- See: Olinda e Recife
- Installed: 2 March 1985
- Term ended: 1 August 2009
- Predecessor: Hélder Câmara
- Successor: Antônio Fernando Saburido [de; pl; pt]
- Other post: Bishop of Paracatu

Orders
- Ordination: 28 April 1957
- Consecration: 27 May 1979

Personal details
- Born: 30 June 1933 (age 93)
- Denomination: Catholic Church
- Motto: In obsequio Jesu Christi

= José Cardoso Sobrinho =

Catholic archbishop

José Cardoso Sobrinho (born 30 June 1933, in Caruaru) is the Archbishop Emeritus of the Roman Catholic Archdiocese of Olinda e Recife in the Brazilian state of Pernambuco.

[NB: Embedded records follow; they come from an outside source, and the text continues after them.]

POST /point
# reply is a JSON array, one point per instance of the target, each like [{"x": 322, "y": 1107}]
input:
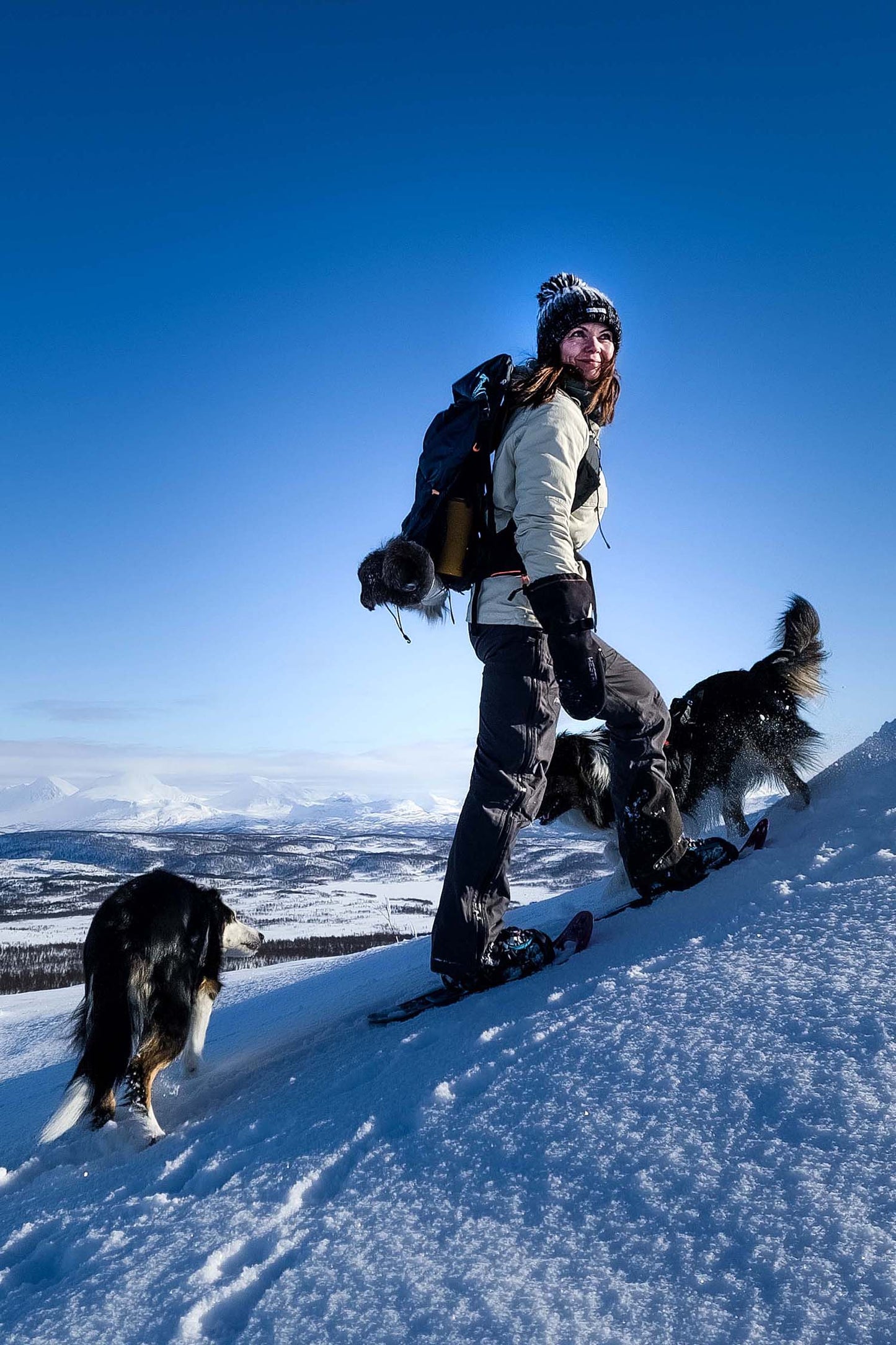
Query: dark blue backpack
[
  {"x": 450, "y": 529},
  {"x": 456, "y": 468}
]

He joined the Order of Our Lady of Mount Carmel in 1957 and was appointed bishop of Paracatu in 1979. Sobrinho is the successor of Hélder Câmara and had been tasked with undoing the influence of liberation theology in that region of Brazil.

==2009 statement of excommunication==

In March 2009, after an abortion on a nine-year-old girl raped by her stepfather and pregnant with twins had been performed due to rape exception of Brazil’s abortion laws, Sobrinho stated that automatic excommunication had been incurred by the girl's mother and the medical team. Regarding his statement, he said:

The law of God is higher than any human laws. When a human law—that is, a law enacted by human legislators—is against the law of God, that law has no value. The adults who approved, who carried out this abortion have incurred excommunication.

President Lula da Silva and Health Minister José Gomes Temporão decried his statement. The National Conference of Bishops of Brazil disowned it, saying that the mother was certainly not excommunicated and there was insufficient evidence to show that any member of the medical team was. The statement was also criticized in the Vatican newspaper L'Osservatore Romano by the President of the Pontifical Academy for Life, Cardinal Rino Fisichella. One of the doctors concerned said the controversy had drawn needed attention to Brazil's restrictive abortion laws.

==Retirement==

Sobrinho's resignation was accepted when he reached the canonical age limit upon turning 75 in 2008. His successor is Antônio Fernando Saburido, previously Bishop of Sobral.